Ear Mites & Fur Mites

Ear Mites & Fur Mites in English Angora Rabbits

Always consult a Veterinarian for medical questions about your bunny!

Rabbits can get fur and ear mites, (Cheyletiella mites), very easily.

This is the most common mite that will infect rabbits.

Stray animals and wild animals carry them and pass through yards on a daily basis. One minute your bunny could be mite free hopping around grazing on grass in your back yard and then all of a sudden one day you notice a nasty crusty and flaky debris on the inside of your bunnies ear. Or you notice something that looks like dandruff (fur mites are often referred to as “walking dandruff”) on the back of your bunnies neck or back. These are the first signs of mites.

What are the effects of these mites in rabbits?

The mites eat the top layer of skin (keratin) by secreting an enzyme that dissolves a tiny portion of the skin and will cause the itching and flakes you can see with the naked eye. If left untreated, it can make the rabbit weak and compromise their immune system. It is a very simple parasite to treat and kill. This type of mite cannot live out its full life cycle (3 weeks) on a human. Make no mistake though, they can and will bite you! It is best to change clothing and shower immediately after grooming a rabbit with mites!

The Best Treatment for Ear and Fur Mites in Rabbits

There is no need for an uncontrollable mite infestation in a rabbitry.

We give an injectable dose of Ivermectin (cattle wormer that can be easily overdosed so please do your research before using) in the nape of the neck and follow up one week later with a second injection as a precaution. I have read that you can give this injection five days to three weeks later. We have never had a bad infestation that has taken over our rabbitry but our prevention treatments help keep this under control.

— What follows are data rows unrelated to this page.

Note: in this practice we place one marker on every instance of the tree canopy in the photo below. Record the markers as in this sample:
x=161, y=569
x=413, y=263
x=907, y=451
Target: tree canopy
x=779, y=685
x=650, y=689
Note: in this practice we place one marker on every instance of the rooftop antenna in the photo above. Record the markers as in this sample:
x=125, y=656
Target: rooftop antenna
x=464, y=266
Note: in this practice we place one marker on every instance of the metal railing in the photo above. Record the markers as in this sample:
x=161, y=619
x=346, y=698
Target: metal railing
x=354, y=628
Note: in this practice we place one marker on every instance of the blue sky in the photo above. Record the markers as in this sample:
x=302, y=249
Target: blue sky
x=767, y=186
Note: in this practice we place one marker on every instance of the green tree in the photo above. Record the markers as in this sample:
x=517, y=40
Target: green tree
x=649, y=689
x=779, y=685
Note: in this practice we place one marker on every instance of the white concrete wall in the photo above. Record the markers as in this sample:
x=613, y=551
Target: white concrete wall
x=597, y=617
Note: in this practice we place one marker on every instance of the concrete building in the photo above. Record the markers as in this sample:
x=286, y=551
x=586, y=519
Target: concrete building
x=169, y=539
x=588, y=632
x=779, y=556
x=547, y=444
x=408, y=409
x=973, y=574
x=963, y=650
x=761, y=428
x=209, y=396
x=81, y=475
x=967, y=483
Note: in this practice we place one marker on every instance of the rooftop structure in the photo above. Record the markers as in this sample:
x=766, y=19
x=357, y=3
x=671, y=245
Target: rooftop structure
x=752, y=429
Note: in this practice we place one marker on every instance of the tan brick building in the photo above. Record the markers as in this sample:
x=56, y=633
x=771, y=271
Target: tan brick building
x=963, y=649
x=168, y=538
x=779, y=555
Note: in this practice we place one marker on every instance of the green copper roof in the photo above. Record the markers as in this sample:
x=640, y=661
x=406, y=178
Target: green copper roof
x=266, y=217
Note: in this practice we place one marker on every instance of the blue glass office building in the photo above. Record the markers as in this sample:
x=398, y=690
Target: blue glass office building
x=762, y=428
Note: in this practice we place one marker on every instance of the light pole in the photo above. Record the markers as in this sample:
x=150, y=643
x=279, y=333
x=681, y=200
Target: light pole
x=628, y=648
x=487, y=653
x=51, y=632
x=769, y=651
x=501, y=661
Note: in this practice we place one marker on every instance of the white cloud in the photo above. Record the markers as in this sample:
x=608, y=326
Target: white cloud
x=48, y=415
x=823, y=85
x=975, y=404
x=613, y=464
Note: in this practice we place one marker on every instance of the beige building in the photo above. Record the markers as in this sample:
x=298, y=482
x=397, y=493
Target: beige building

You can also use Revolution for cats because it kills fleas and mites. Revolution is a prescription drug and needs to be obtained through your veterinarian. We had to go this route once after boarding our rabbits with an unclean rabbitry years ago in Florida where fleas are plentiful. Please note, never use Frontline products on any rabbit as it can be fatal. Over the counter Advantage for kittens also works for fleas. Always consult your veterinarian about any medication and treatment for your animals.


Here are some photos of ear mites on our wool rabbits.

Other photos are of a New Zealand rabbit that seemed fine one day and the next, looked like this! The most wonderful news about mites, no matter which it is (fur mites or ear mites), treatment is simple and quick. One injection cleared these ears up within one week.


Please note that Ivermectin is great for worming, fur mites, and ear mites. However, please use caution as it can be fatal if overdosed. In dogs, I have personally witnessed blindness for 24 hours when overdosed.

When dosing out ivermectin, use a 1 cc syringe rather than a 3 cc syringe. It can be applied topically, injected or given orally (same does). We give .02 cc on our adults/seniors and .015 cc to juniors over 6 weeks of age.

I have read in multiple places by newer breeders that ivermectin can be used to treat fleas but this is NOT true. I even had this discussion with a veterinarian who also raises rabbits that I transported for. She too thought ivermectin was useful for fleas. When I told her that Revolution worked but not ivermectin, she looked at the ingredients and agreed that this is true. Please, if you have an outbreak of fleas, DO NOT treat with Ivermectin. Your rabbits will be extremely uncomfortable and you will think the fleas are gone. Fleas will need to be treated on the actual rabbits, bedding if any, cage space and ground coverings in the area of the rabbit hutches. Fleas are a host for tapeworm so you also will need to treat for tapeworm which is another type of wormer. This is one you will need to consult the vet on!

We share our experience but always recommend that you consult with your veterinarian for all medical advice and care for your English Angora rabbits and bunnies. We only document how we treat our problems in our own Rabbitry and are NOT veterinarians.